Marion Virginia Carlstrom Trick (May 20, 1919 – January 14, 2010) was the first woman from Colorado to join the Women Airforce Service Pilots and the second woman in Peru to receive a pilot's license.

Carlstrom was born May 20, 1919, in Jackson County, Colorado. Her father, Carl Carlstrom, was a Swedish immigrant who worked as a civilian flight instructor. Carl Carlstrom's brother, Victor Carlstrom, served as a first lieutenant in the United States Air Corps during World War I and made the first nonstop flight from New York City to Chicago. Marion Carlstrom "grew up looking at the pictures and reading the clippings" about her uncle, and was determined to become a pilot.

Carlstrom graduated from high school at 16 and went on to attend the University of Denver. She later attended Bennington College in Vermont on a full-ride scholarship. There, she studied archaeology and South American literature.

In 1940, Carlstrom traveled to Lima, Peru as a foreign exchange student at the National University of San Marcos. A member of her host family worked for the Peruvian Air Corps, and Carlstrom learned that the Corps offered free flying lessons if students paid for their own fuel. To cover the cost, she became a secretary for the commercial attache at the United States Embassy in Lima. She was the second woman in Peru to become a licensed pilot and received a trophy from President Manuel Prado Ugarteche. Carlstrom took part in air races over the mountains of Peru, flying over the Andes at altitudes of 18,000 feet.

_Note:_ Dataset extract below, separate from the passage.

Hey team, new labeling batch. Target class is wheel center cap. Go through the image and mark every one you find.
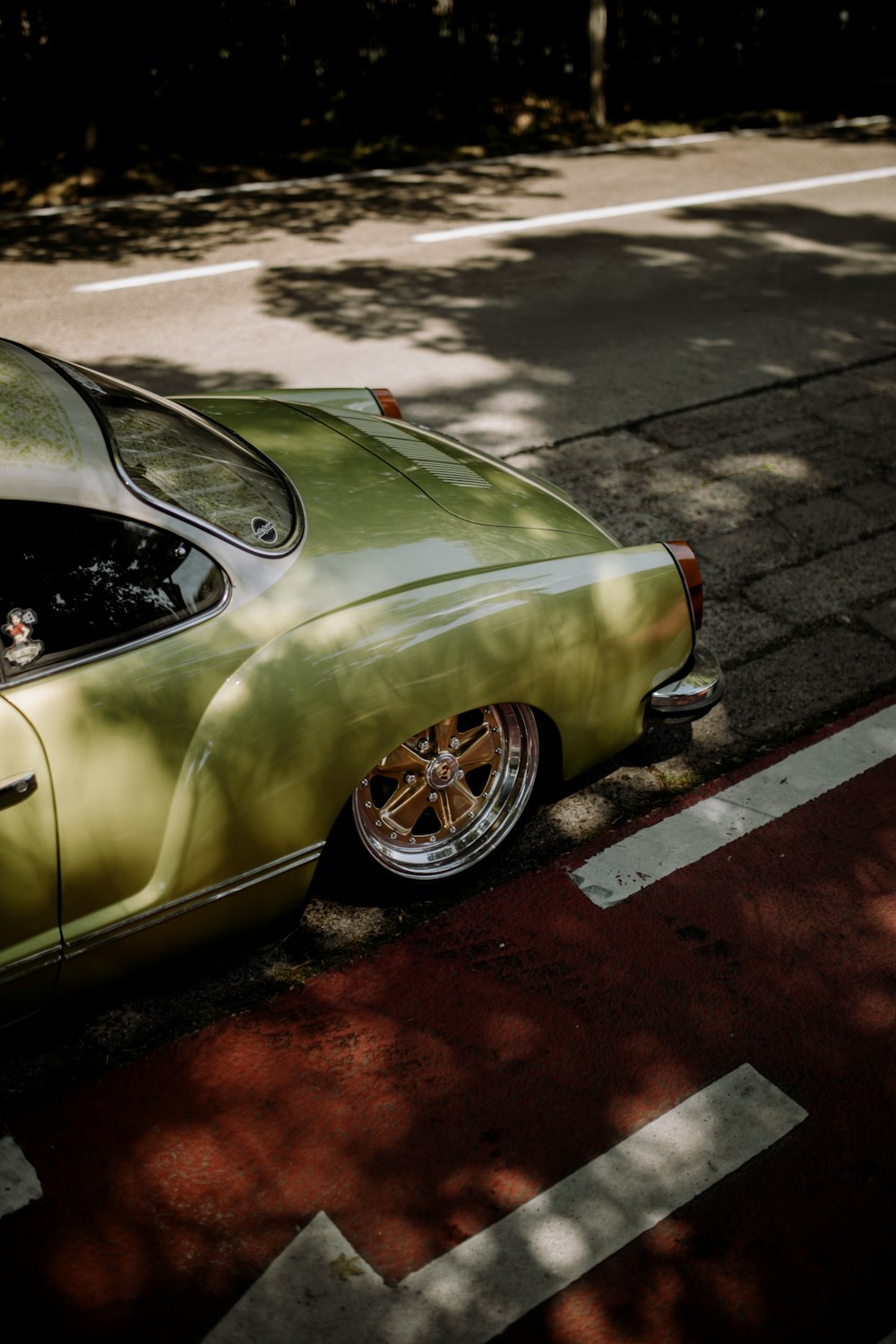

During World War II, Carlstrom joined the Women Airforce Service Pilots, where she ferried "mainly pursuit aircraft". She served in the Women Airforce Service Pilots (WASP) for twenty-two months and was one of the few Women Airforce Service Pilots to fly a Lockheed P-38 Lightning airplane. She was stationed at Love Field in Texas. There, she met and married Carl Trick, a U.S. Army Major.

After the war, Carlstrom and her husband moved to her father's ranch in the North Park basin of Colorado, later named the North Park Angus Ranch. They were credited with introducing Angus cattle to the basin and being the first ranchers in the basin to artificially inseminate their cattle. Carlstrom flew occasionally in a friend's plane, but explained, "We were used to flying such great airplanes, and there was no way we could afford to fly planes like that." She looked back fondly on her piloting career:"I think every child, no matter how much they love this country, love the ranching, should go out and know that it's a big world. Get their self-confidence, know what they can do. Then they can come back because they want to come back, not because it seemed the easiest thing to do, or because they were hesitant or afraid to try something else. This makes people strong." In 1961, she was on an episode of Say When!! (game show), where she beat Mr. Mortensen, a tugboat deckhand. Carlstrom had two children, Carl and Christine. She died on January 14, 2010.